First of its Kind AI traffic Light System will bring ease to Road Ragers
The newly developed system will read live camera footage and adapt traffic lights to compensate with the objective of making traffic flow easily...
Do you ever catch yourself screaming at a traffic light for taking too long when nothing is coming from the opposite end? Well, lucky for all of you with road rage, new AI systems developed by Aston University scientists are the first of their kind and read live camera footage and adapt traffic lights to compensate with the objective of making traffic flow easily.
Deep reinforcement learning has been in the works and these traffic lights use just that. What is this said learning? Well, it is when the program understands it is not doing well and tries to differentiate the actions it is taking thus improving to make progress. In the scientist’s testing, their newly developed system outperformed all other methods designed based on phase transitions.

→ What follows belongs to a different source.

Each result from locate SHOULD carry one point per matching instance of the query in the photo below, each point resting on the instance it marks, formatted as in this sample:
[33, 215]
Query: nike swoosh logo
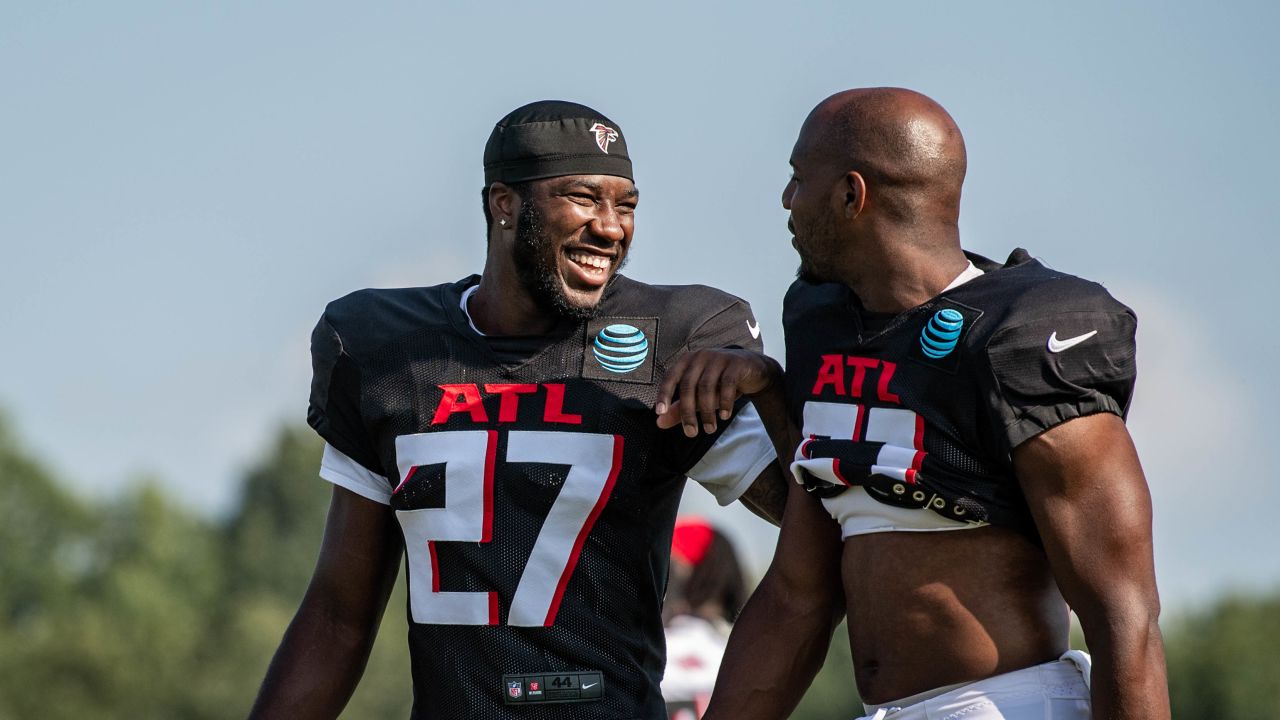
[1060, 345]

In the United Kingdon, urban areas witnessed estimated congestion of 115 hours of time and wasted £894 in gasoline in 2019. This is a reoccurring thing however as this is reported every single year. One of the leading causes is the inadequate traffic signal timings experienced in the U.K.
Traffic 3D was created to train their developed program. The Traffic 3D taught the system how to handle different traffic and weather scenarios. In real situations, the newly developed system adapted to real traffic intersections despite being trained on simulations.
"We have set this up as a traffic control game. The program gets a 'reward' when it gets a car through a junction. Every time a car has to wait or there's a jam, there's a negative reward. There's actually no input from us; we simply control the reward system."
Dr. Maria Chli, researcher in Computer Science at Aston University, explained.
Currently, the system used for traffic lights is based on a magnetic induction loop in which a wire sits on the road and registers cars passing over it. The program counts the cars and reacts to that data. The AI system sees the traffic firsthand, thus it reacts quicker.
“The reason we have based this program on learned behaviors is so that it can understand situations it hasn't explicitly experienced before. We've tested this with a physical obstacle that is causing congestion, rather than traffic light phasing, and the system still did well. As long as there is a causal link, the computer will ultimately figure out what that link is. It's an intensely powerful system."
Dr. George Vogiatzis, senior lecturer in Computer Science at Aston University, said.
The newly developed system learns autonomously no matter what traffic junction it is set up at. It can also be manipulated to allow for emergency vehicles through quickly but the program is always learning and teaching preferences instead of being programmed.
1The research paper, Fully-Autonomous, Vision-based Traffic Signal Control: from Simulation to Reality, is being presented at the Autonomous Agents and Multi-agent Systems Conference 2022 being held virtually this week.